I had the good fortune to meet Joseph Monninger at a book event this fall. In a room full of writers and book people, he kept everyone enthralled with a story from his youth, of an incident that really allowed him to get to know his father. That's when I knew this man was a consummate storyteller. With sixteen books to his credit and a career as a professor of writing, yeah, you'd think so! Clever, gracious, self-effacing, and thoughtful, every writer could learn a thing or two from Joseph Monninger. His latest novel, The World As We Know It, goes on sale October 11th.


How did you come to writing? Did you start writing shortly after emerging from the womb or did you come to it later in life?

I stared writing in Africa as a Peace Corps volunteer.  I was an indifferent student in high school and college.  I was an athlete. I never took a writing course.  I always say now that if I knew how hard it was all going to be, I might not have started.  But the Peace Corps sent you to your posting with a box of books.  Without electricity or running water, with no radio or tv, you can imagine how important books became.  I read many 19th Century novels….big, fat juicy novels.  The longer the better.  I remember reading Middlemarch and loving it.  It’s hard to say if I could read it today with all the distractions around me.  Africa allowed me to concentrate.

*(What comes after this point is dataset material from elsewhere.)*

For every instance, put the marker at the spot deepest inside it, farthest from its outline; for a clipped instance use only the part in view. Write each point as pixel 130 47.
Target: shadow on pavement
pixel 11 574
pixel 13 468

So I wrote letters.  And a few people seemed to like the letters and eventually I tried a short story or two.  When I returned home to the U.S., I sent in a short story to the Redbook Short Story contest.  This was in 1978. I won third prize for a story called A Slice of It.  That got me an agent and really hooked me.  I’ve been writing ever since.  I try to write 1,000 words a day and I’ve been doing that for more than 30 years.

Were you influenced to begin writing by any writers/books in particular?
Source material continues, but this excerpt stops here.